Santiago grunted.  “You don’t know the half of it; we have a lot more than you realize.  We’ve lost all of our senior medical personnel,” he said. “Among many others…”  Santiago sadly looked around the main bridge as he said it.

“You’ll have to take a chance with this one,” Seth told him.  “We’ll try to be as quick as we ca-” 

Santiago cut him off.

Seth swallowed.  It didn’t take a genius to know that his long-time friend was pissed.  Seth could only sympathize over what he had lost in the brutal attack by the Annecta.  Whenever Santiago was on the losing side of anything, he had the habit of being exceptionally quiet as he re-grouped his thoughts.  What worried Seth now was that Santiago might be putting himself on a complete kamikaze-mission to destroy his enemy.  He had seen this before in him.  This wasn’t about the protection of the human colony anymore.

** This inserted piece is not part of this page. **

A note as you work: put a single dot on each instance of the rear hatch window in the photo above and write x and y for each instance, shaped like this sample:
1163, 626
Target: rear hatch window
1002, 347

As Seth sat back down in the captain’s chair, he remembered that he had noticed something subtle and very disturbing over his last conversation with Santiago, something that he couldn’t shake.  It was when Santiago had mentioned what they had lost in the attack, and how he looked over to his first officer’s seat when he said it.  

Commander Ariele was missing from the main bridge.